Avais-je bien vu un éclat briller dans ses yeux bruns ? J'hésitai avant de me dévêtir par crainte de lui montrer les marques que les filles m'avaient laissées. Et puis j'obtempérai, animé par une sorte de défi, par une fierté de montrer ma condition d'esclave et par l'espoir qu'elle aussi peut-être… Elle lâcha un sifflement lorsqu'elle découvrit ma peau lacérée, bleuie, jaunâtre, tuméfiée.
_ Qui vous a fait ça ? demanda-t-elle avant d'enchaîner : non, ne dites rien, je devine.
_ Vraiment ?
_ Si vous croyez que je n'ai pas saisi vos nombreuses allusions chaque fois que vous me rendez visite… D'ailleurs vous bandez à l'instant même, mon cher, là, allongé nu devant moi.

Je jetais un regard étonné sur ma verge et je constatai qu'elle avait raison. C'était comme si mon membre, en se hissant, voulait proclamer ma reddition. Elle n'aurait eu qu'à y attacher un petit drapeau blanc pour que les choses soient bien claires… Je remarquai aussi que ma fièvre venait de s'envoler. Je me sentais même en pleine forme tout à coup. Je levai les yeux vers elle. On s'est observé un instant, en silence. Soudain, elle m'a giflé. Une claque retentissante, magistrale : quel punch ! J'en voyais trente-six chandelles… Elle s'est penchée sur moi, m'a attrapé par les cheveux et a craché sur mon visage. Voilà que ça recommençait de plus belle… Qu'est-ce qu'elles avaient toutes ? Peut-être était-ce une soif de vengeance ancestrale qui les guidait ? L'homme a lâchement profité de la bonté féminine pendant des siècles mais il est maintenant sur le déclin. Les femmes prennent le pouvoir partout, de plus en plus et elles entendent bien nous faire payer nos fautes passées et présentes. Tout ça n'était qu'un début. Moi, je n'étais qu'un beau spécimen de la dégénérescence masculine : bientôt, il y en aurait beaucoup d'autres comme moi et elles règneraient en Maîtresses absolues !
" Oui, tu as raison, affirma-t-elle, c'est exactement ça ! "
Je ne m'étais même pas rendu compte que j'avais parlé tout haut.

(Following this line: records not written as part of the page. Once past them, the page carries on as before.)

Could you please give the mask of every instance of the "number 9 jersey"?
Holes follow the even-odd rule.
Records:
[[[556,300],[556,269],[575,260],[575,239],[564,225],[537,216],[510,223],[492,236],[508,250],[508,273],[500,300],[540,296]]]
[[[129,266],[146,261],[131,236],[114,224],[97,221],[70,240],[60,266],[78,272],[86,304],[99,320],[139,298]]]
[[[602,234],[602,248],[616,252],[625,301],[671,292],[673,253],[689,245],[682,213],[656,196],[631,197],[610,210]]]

" Oooo Mariko, je vous aime… " murmurai-je.
Elle éclata de rire.
" Tu es grave, toi. Je veux dire, pas seulement dans ta tête, mais aussi par ton état physique. Tu sais quoi ? Il va falloir quelques petites séances d'acuponcture pour te remettre sur pied. Ca tombe bien : j'ai amené tout le matériel avec moi ! ".

Planchette japonaise
Elle était effectivement venue avec une épaisse trousse de médecine en cuir noir, toute neuve (l'étoffe brillait comme des souliers bien cirés).

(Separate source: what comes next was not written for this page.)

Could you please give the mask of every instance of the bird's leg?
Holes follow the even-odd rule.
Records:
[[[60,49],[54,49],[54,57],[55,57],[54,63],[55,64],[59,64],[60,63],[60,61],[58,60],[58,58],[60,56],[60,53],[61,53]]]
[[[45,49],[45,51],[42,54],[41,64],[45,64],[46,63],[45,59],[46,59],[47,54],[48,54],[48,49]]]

" Mais d'abord, il va falloir que je te piétine un peu pour échauffer tes petits muscles maigrelets… ".
Sitôt dit, elle m'attrape sans ménagements et me fait tomber par terre.

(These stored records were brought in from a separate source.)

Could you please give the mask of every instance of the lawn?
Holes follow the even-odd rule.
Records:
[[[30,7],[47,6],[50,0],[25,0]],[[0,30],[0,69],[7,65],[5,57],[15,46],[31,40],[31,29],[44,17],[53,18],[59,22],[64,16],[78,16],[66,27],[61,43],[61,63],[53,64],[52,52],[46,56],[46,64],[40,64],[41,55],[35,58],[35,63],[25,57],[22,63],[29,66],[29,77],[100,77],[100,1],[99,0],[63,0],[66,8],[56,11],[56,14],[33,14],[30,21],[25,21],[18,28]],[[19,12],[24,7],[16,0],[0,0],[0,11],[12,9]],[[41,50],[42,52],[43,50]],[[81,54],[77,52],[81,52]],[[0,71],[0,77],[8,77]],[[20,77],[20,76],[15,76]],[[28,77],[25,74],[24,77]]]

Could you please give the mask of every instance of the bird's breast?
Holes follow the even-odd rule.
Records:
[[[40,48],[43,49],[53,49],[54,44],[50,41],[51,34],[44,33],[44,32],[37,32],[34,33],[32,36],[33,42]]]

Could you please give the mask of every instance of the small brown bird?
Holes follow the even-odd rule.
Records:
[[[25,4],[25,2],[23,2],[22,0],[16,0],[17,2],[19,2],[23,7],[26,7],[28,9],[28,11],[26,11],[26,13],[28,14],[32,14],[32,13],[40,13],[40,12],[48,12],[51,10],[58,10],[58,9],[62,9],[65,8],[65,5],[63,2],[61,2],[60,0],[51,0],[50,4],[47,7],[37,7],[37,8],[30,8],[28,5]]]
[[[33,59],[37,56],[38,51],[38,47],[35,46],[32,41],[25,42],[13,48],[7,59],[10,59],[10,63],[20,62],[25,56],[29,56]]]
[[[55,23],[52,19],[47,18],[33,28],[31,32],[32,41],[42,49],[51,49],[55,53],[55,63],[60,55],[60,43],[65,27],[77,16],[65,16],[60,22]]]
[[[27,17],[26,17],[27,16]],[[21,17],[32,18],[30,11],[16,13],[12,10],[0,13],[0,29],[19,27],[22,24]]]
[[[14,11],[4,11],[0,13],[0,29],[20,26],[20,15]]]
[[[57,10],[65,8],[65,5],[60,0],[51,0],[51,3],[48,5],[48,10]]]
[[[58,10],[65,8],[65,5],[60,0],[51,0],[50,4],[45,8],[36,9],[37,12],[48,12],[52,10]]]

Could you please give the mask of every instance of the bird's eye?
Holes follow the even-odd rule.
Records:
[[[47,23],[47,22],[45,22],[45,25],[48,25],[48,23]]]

" Reste sur le ventre, ordonne-t-elle, comme ça ! "
Puis elle monte sur mon dos et commence à m'écraser. Entre deux gémissements de souffrance et de jouissance, je lâchai soudain :
_ Je dois avoir une tête à ça, n'est-ce-pas Madame ?
_ Une tête à quoi ?
_ Une tête à claque, une tête à vous servir de souffre-douleur, de punching-ball, hein Madame ? Je suis un con, je suis une merde, aïe aïe aïe houuu, un abruti, un être inférieur et vil…
_ Ferme là un peu, tu veux ?
_...
_ A moins que tu préfères que je te bâillonne ?
_ Je pourrai vous lécher les pieds ?
_ Ta gueule !
Sur ces mots, elle a entrepris de me ligoter. Je la laissais faire bien sûr. Elle était libre de disposer de moi comme elle l'entendait. Ca a pris quelques minutes. Après lesquelles il m'était impossible de faire le moindre mouvement.
_ Voilà, tu es à moi maintenant.
_ Oui Mariko.
_ Tu es entièrement à ma merci.
_ Oui Mariko.
_ Et tu n'as plus qu'à te taire.
_ Oui Mari…

Je ne terminai pas, interrompu lorsqu'elle appuya brutalement son pied sur mon crâne, enfonçant mon visage dans la moquette. Puis elle a relâché la pression pour faire quelques pas. Je gardai la face contre le sol. Je l'ai entendue prendre une boîte remplie d'aiguilles qui cliquetaient. J'ai été repris par un doute : si tout ça était réel, n'aurait-elle pas utilisé des aiguilles neuves, dans un emballage individuel aseptisé, en bonne professionnelle qu'elle était ? Elle plaça mes testicules sur une petite planchette de bois, fit rouler les glands entre ses doigts et cloua soudain la peau de mes couilles. La brûlure ne laissait aucun doute : je ne rêvais pas… Elle enfonça ainsi quatre longues épingles dorées. Mes bourses étaient cruellement fixées sur la petite planchette tandis que ma bite minable était écrasée en dessous… Etait-ce une nouvelle version de la planchette japonaise ?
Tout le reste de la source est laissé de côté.